Sans doute a-t-elle stocké mon barda avec les scooters.
Raor reposa son gobelet sur la table et se redressa. Sa voix rendait un son métallique. « Nous devons nous montrer plus prudents que jamais. Il était risqué de revenir en amont pour accéder au prisonnier, mais c’était nécessaire.
— Pas très risqué, en fait », corrigea Sauvo. Peut-être souhaitait-il rappeler à ses interlocuteurs qu’il avait insisté pour agir de la sorte et que la suite lui avait donné raison. « Ce Holbrook n’était qu’un simple coursier, même pas un haut gradé. Une sorte de colosse, certes, mais à l’intelligence visiblement limitée. »
Merci, c’est sympa de le préciser.
« Toutefois, contra Raor, nous devons le capturer et l’éliminer avant qu’il n’entre en contact avec la Patrouille, ou avant que celle-ci ne se mette à sa recherche.
— Mais comment ferait-elle pour le retrouver ? Elle mettrait plusieurs jours à rassembler les premiers indices.

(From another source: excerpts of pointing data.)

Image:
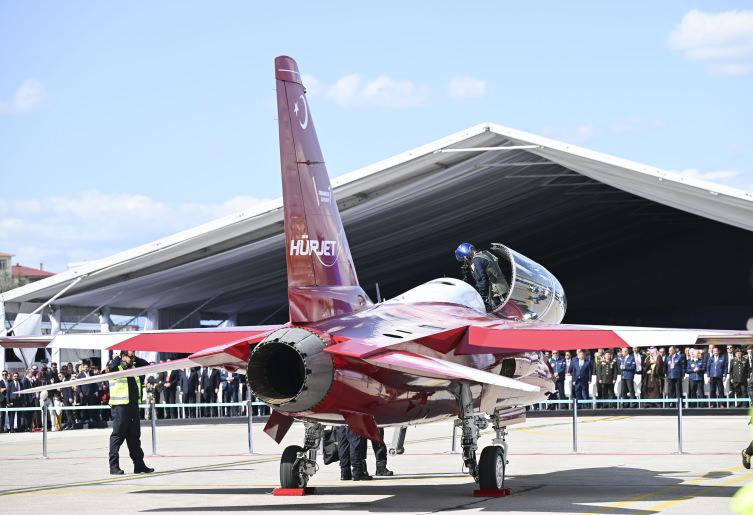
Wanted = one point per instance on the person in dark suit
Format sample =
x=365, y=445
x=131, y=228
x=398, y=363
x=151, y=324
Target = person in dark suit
x=3, y=400
x=29, y=399
x=189, y=383
x=581, y=372
x=626, y=369
x=230, y=392
x=209, y=385
x=696, y=369
x=15, y=421
x=739, y=372
x=352, y=450
x=557, y=362
x=86, y=393
x=606, y=373
x=716, y=368
x=66, y=396
x=170, y=382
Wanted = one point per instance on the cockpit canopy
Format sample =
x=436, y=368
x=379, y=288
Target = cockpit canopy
x=534, y=295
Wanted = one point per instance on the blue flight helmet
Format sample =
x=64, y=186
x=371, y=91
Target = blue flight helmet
x=464, y=251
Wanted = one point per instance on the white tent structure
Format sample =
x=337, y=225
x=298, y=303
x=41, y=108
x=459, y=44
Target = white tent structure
x=630, y=242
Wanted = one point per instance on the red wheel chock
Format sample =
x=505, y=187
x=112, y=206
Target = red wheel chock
x=293, y=492
x=504, y=492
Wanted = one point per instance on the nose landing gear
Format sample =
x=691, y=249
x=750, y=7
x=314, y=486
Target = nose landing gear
x=298, y=464
x=489, y=471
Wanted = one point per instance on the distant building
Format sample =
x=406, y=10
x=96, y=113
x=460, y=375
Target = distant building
x=6, y=280
x=13, y=276
x=22, y=275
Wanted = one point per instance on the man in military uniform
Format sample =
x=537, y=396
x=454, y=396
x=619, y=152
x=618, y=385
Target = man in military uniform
x=675, y=371
x=626, y=366
x=606, y=373
x=484, y=267
x=748, y=451
x=739, y=372
x=125, y=396
x=559, y=369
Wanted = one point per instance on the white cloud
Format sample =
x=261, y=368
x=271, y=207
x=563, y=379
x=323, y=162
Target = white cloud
x=723, y=41
x=463, y=88
x=355, y=90
x=29, y=96
x=713, y=175
x=90, y=225
x=577, y=134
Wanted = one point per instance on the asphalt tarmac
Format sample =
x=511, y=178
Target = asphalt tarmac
x=625, y=465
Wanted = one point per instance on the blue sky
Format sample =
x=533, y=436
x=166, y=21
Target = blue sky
x=123, y=123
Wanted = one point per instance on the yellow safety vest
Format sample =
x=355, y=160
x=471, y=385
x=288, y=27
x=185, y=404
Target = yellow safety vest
x=119, y=390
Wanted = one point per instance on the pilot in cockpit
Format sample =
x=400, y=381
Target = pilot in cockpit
x=483, y=267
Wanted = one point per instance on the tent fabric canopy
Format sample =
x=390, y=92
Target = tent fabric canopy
x=567, y=207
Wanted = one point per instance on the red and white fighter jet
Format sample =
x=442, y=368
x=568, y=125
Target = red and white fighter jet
x=431, y=353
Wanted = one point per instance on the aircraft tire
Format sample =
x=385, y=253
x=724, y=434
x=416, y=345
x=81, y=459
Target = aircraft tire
x=491, y=468
x=289, y=476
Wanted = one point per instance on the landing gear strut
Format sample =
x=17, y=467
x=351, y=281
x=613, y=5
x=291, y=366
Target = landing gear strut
x=489, y=471
x=298, y=464
x=469, y=439
x=494, y=459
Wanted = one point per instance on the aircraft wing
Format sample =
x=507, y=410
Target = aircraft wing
x=179, y=340
x=513, y=337
x=516, y=337
x=129, y=372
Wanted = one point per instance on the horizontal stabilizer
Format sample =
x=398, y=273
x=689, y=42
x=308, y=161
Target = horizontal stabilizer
x=425, y=366
x=517, y=337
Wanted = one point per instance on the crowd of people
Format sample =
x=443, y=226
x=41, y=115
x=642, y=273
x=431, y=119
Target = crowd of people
x=662, y=373
x=186, y=386
x=653, y=373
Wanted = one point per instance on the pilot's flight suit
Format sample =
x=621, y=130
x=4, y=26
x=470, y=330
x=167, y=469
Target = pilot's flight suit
x=490, y=282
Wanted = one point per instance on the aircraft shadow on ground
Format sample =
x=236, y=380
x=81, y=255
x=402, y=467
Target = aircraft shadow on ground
x=566, y=491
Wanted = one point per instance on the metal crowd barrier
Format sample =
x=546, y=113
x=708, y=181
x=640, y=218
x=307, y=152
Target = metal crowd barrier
x=680, y=405
x=45, y=408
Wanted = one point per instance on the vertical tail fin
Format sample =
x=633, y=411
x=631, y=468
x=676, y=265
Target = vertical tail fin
x=322, y=279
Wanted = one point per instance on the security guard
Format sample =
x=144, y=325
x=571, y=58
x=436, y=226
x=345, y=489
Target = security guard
x=484, y=266
x=125, y=396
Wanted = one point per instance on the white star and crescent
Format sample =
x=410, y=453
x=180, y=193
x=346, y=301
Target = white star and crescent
x=305, y=121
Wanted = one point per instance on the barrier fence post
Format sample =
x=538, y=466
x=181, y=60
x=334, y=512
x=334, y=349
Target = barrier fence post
x=153, y=414
x=575, y=425
x=44, y=431
x=679, y=423
x=250, y=414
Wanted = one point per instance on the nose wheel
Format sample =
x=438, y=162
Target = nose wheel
x=291, y=475
x=491, y=468
x=298, y=464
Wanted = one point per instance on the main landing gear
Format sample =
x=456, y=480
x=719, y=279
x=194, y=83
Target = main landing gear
x=298, y=463
x=489, y=471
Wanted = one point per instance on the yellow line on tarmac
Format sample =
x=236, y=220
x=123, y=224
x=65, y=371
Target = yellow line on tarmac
x=129, y=477
x=620, y=504
x=666, y=504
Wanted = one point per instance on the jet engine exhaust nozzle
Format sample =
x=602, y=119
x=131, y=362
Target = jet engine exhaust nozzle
x=288, y=369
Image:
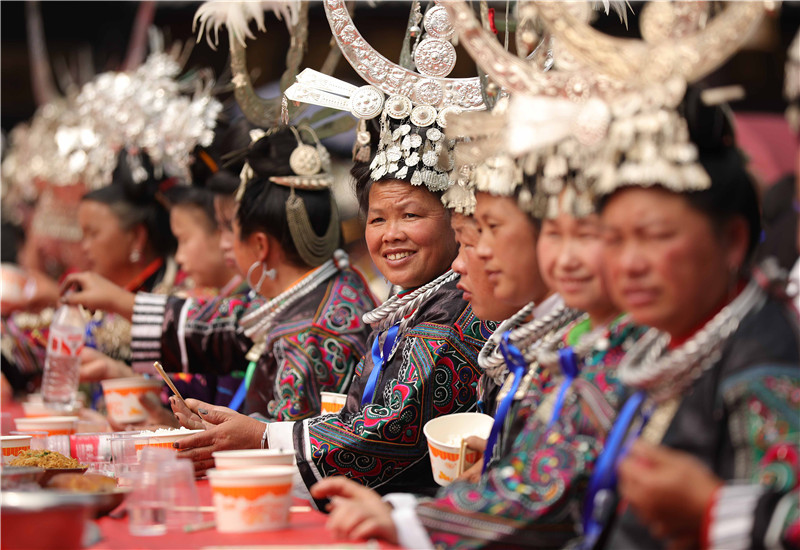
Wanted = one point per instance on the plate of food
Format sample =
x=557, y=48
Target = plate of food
x=103, y=490
x=51, y=462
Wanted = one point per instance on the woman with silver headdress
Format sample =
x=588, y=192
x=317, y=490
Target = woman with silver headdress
x=308, y=335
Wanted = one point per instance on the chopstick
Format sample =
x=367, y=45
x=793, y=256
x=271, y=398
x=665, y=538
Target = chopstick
x=167, y=379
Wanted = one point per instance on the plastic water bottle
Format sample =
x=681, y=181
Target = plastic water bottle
x=62, y=363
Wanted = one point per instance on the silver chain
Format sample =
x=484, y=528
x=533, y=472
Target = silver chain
x=395, y=309
x=257, y=324
x=664, y=373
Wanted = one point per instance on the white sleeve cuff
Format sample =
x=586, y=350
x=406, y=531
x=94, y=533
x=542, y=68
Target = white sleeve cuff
x=410, y=532
x=280, y=435
x=732, y=516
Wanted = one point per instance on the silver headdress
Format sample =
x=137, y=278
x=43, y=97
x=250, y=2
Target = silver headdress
x=146, y=110
x=593, y=121
x=412, y=106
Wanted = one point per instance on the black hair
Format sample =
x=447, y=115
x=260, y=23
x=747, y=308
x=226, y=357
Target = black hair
x=196, y=197
x=263, y=203
x=217, y=166
x=135, y=196
x=362, y=174
x=732, y=192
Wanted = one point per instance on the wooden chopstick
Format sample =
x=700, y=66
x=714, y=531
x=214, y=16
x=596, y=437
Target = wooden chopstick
x=167, y=379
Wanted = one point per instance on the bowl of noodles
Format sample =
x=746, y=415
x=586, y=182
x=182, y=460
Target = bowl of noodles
x=51, y=462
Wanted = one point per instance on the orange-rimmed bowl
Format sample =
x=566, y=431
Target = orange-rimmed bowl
x=254, y=499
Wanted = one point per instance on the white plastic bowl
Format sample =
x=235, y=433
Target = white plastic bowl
x=252, y=458
x=252, y=499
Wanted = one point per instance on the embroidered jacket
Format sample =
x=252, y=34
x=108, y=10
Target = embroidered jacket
x=433, y=372
x=531, y=496
x=740, y=418
x=314, y=345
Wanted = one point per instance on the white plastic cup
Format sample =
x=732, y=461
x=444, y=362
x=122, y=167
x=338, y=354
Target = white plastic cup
x=332, y=402
x=13, y=445
x=254, y=499
x=445, y=434
x=252, y=458
x=122, y=397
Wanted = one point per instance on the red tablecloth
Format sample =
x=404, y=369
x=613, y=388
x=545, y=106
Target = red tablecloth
x=306, y=528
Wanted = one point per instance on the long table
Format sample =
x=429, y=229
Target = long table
x=306, y=530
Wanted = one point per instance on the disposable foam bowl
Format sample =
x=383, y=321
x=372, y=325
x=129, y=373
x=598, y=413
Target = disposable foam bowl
x=13, y=445
x=37, y=408
x=252, y=458
x=252, y=499
x=53, y=425
x=161, y=438
x=332, y=402
x=445, y=434
x=122, y=397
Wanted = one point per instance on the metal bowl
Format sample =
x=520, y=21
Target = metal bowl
x=43, y=519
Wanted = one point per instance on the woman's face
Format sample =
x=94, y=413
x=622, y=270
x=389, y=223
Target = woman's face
x=225, y=211
x=408, y=233
x=664, y=262
x=474, y=280
x=245, y=252
x=199, y=253
x=105, y=243
x=571, y=259
x=508, y=246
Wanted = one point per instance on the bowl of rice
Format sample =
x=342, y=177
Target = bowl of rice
x=163, y=438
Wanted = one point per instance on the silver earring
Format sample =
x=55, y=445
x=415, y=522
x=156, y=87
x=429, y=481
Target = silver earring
x=271, y=273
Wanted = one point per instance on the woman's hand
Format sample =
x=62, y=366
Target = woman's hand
x=94, y=292
x=224, y=429
x=356, y=512
x=96, y=366
x=473, y=473
x=668, y=490
x=157, y=416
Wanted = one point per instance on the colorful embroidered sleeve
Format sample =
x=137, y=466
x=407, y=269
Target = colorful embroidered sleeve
x=434, y=372
x=315, y=348
x=764, y=426
x=189, y=335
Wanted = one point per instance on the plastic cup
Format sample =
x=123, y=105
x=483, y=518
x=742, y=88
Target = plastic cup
x=445, y=434
x=253, y=499
x=94, y=450
x=252, y=458
x=38, y=439
x=122, y=397
x=124, y=457
x=53, y=425
x=332, y=402
x=13, y=445
x=182, y=494
x=7, y=423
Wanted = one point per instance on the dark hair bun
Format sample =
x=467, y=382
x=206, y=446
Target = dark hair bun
x=269, y=156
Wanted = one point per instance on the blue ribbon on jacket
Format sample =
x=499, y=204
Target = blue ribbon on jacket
x=516, y=364
x=379, y=357
x=568, y=362
x=602, y=485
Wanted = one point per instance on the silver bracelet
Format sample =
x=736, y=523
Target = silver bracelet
x=264, y=437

— Il ne faut pas lui faciliter la tâche, cracha Raor. Si nous sommes capables de détecter les traces d’activité électronique, nucléonique, gravitonique et chronocinétique, la Patrouille aussi, et sûrement dans un rayon plus important. Elle ne doit pas se douter qu’il y a d’autres chrononautes que ses agents dans ce milieu. A partir de ce soir et jusqu’à la conclusion de notre affaire, nous cessons d’utiliser la haute technologie. C’est compris ?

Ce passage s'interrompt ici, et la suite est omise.